I agree with that, though in the early 1990s there was a push to make Unix commercial too. My impression is that Cutler and his crew did a very good job on the NT kernel, but that it is now rather dated. The "update" to Vista is a mixed blessing. Many of the other "features" were added to ensure a large market penetration. Many of these things you can remove (like balloon help), but other things cannot, like the strict tying of the OS to its original hardware (without a call to MS at least), the infernal registry, limiting the desktop to a single user, and various and sundry interface quirks that can't really be changed.

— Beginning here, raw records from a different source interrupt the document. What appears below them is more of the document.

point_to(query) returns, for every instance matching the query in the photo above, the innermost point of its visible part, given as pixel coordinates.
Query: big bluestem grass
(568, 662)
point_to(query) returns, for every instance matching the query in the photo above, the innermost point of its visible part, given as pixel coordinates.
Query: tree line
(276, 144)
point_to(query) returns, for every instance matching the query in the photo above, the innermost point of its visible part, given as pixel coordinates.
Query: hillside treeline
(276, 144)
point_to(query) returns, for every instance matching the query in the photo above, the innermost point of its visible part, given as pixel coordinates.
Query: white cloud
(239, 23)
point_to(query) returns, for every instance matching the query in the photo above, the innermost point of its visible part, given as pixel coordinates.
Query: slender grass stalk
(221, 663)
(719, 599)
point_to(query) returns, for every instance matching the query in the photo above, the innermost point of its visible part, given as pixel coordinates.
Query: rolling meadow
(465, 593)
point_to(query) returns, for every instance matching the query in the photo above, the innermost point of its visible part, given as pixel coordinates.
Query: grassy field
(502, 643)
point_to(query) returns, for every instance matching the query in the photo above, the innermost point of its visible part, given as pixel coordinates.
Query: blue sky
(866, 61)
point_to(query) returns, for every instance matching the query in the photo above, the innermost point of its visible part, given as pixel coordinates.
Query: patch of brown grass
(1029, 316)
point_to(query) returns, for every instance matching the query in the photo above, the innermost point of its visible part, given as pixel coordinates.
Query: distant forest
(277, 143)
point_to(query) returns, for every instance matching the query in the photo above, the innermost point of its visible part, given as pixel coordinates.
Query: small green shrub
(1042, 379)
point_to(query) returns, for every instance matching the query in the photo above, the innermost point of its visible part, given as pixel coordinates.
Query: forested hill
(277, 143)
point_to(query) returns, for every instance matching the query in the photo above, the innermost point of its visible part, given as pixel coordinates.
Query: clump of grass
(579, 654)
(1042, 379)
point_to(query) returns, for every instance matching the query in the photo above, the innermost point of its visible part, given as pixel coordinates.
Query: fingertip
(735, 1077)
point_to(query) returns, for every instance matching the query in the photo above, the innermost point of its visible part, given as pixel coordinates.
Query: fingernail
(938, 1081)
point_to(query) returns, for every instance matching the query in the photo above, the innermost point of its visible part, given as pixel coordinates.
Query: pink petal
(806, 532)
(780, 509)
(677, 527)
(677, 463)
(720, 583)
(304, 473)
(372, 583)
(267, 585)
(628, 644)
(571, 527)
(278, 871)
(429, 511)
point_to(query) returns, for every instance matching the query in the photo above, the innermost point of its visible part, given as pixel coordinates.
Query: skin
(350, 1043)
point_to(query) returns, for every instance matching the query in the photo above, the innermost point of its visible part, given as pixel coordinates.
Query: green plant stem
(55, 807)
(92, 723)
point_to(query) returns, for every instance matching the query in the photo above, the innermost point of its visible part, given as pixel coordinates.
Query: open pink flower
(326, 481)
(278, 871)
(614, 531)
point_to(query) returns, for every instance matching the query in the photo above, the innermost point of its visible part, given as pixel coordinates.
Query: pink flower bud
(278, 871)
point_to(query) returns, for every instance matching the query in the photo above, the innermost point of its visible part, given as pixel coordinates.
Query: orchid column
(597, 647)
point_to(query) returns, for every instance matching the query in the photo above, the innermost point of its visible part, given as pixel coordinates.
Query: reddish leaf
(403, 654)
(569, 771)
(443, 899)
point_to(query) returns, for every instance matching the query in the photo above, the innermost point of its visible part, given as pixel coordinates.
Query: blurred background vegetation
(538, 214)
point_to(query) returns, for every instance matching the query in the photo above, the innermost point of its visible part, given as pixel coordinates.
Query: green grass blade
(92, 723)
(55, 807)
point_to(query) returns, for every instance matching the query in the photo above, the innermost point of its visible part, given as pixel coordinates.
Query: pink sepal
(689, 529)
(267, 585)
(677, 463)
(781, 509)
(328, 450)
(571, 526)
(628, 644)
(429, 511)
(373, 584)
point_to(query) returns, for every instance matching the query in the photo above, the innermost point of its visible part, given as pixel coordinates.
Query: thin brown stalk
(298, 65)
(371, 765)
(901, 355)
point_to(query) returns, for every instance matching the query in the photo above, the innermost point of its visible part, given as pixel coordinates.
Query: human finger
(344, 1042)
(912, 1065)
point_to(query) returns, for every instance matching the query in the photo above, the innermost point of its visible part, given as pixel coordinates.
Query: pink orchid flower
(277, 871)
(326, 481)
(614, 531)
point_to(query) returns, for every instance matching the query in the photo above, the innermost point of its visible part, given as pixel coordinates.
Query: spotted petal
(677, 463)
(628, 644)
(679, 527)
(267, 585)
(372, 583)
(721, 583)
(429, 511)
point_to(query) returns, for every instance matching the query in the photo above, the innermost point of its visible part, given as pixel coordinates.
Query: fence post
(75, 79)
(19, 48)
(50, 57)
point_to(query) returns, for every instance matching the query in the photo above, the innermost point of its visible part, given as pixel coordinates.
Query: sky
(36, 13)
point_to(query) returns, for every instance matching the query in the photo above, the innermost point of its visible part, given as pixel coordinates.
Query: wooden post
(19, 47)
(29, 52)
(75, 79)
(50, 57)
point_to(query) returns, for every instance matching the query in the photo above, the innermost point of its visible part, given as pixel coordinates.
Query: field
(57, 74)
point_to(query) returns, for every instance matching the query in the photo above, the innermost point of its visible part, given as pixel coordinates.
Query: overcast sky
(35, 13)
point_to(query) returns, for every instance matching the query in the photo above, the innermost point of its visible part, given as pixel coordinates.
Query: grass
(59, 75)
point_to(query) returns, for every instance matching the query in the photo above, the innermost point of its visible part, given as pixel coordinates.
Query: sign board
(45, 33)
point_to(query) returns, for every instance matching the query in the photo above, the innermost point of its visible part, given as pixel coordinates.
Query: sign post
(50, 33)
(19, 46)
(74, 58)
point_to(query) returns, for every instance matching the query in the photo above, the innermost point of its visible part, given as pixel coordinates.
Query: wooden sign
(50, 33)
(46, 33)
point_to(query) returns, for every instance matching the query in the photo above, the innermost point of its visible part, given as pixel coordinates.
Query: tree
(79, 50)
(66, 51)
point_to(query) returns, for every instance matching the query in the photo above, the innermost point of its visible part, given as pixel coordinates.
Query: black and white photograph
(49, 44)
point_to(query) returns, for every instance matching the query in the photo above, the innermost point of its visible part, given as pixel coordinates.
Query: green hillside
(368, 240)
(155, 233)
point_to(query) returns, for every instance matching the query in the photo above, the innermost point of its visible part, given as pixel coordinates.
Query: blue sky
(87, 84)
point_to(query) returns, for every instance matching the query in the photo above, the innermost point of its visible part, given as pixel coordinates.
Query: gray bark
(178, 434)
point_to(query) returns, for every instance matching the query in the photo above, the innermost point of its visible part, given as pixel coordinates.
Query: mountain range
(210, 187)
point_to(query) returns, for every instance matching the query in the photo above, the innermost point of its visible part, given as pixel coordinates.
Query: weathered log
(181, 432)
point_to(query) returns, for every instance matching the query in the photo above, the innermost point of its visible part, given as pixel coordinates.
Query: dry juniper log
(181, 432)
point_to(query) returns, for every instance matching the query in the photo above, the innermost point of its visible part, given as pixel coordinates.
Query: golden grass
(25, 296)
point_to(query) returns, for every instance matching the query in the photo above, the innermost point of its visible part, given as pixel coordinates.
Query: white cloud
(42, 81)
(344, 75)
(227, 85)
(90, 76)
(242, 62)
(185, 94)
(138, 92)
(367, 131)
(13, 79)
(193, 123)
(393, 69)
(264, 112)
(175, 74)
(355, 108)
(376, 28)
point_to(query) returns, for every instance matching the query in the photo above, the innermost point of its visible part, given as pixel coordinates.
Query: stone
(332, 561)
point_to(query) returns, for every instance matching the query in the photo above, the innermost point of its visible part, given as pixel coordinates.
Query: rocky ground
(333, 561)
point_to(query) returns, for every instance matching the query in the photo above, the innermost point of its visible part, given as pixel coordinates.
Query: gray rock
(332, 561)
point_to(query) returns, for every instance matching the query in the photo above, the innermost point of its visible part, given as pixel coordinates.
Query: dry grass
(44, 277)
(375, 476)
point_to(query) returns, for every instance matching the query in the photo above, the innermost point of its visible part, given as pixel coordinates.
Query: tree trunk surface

Regarding the earlier comment on stability and API, I've not had any troubles with W2K or XP stability, and by and large they are more stable than my FreeBSD desktops. There is one glaring exception: XP crashes when you use a network printer, and you lose a connection anywhere along the way. I had a dodgy network cable, and rather than store the output until the device becomes available, the computer crashes. That ins mind-numbingly stupid. On the BSD side, the system itself is very good (if you overlook the early 5.x releases). However, X11 recently has not been particularly stable, and Wine causes occasional crashes. Other things do too. It is not particularly heinous, and it recovers gracefully, but it really is less stable than my W2K development box, which has never, ever crashed.

On APIs: Windows may change it a lot, but they bend over backwards to ensure backwards compatibility. I can still run Office 2K on the latest XP box. Solaris has done the same traditionally, but you can't on BSD or Linux. There is no equivalent of a gettext upgrade.
Quote:
What Oko has described is actually what most people I know use their computers for, aside from work/school related stuff and "pleasure" (games, p2p, porn, etc).
That may be, but I think the "desktop" discussion suffer from this assumption. Most people in that camp would need Flash, yet many here say they do not. My granddaughter spends countless hours using a home-design CAD program; that certainly is a desktop application. Many people connect to work from home, and do work "stuff" at home. scottro needs a virtual machine to use VPN for that; others do stock trading.

How people use computers really varies a lot. Certainly OSS should cover the common uses like those mentioned, but to restrict what a desktop might be to only those applications seems rather limiting.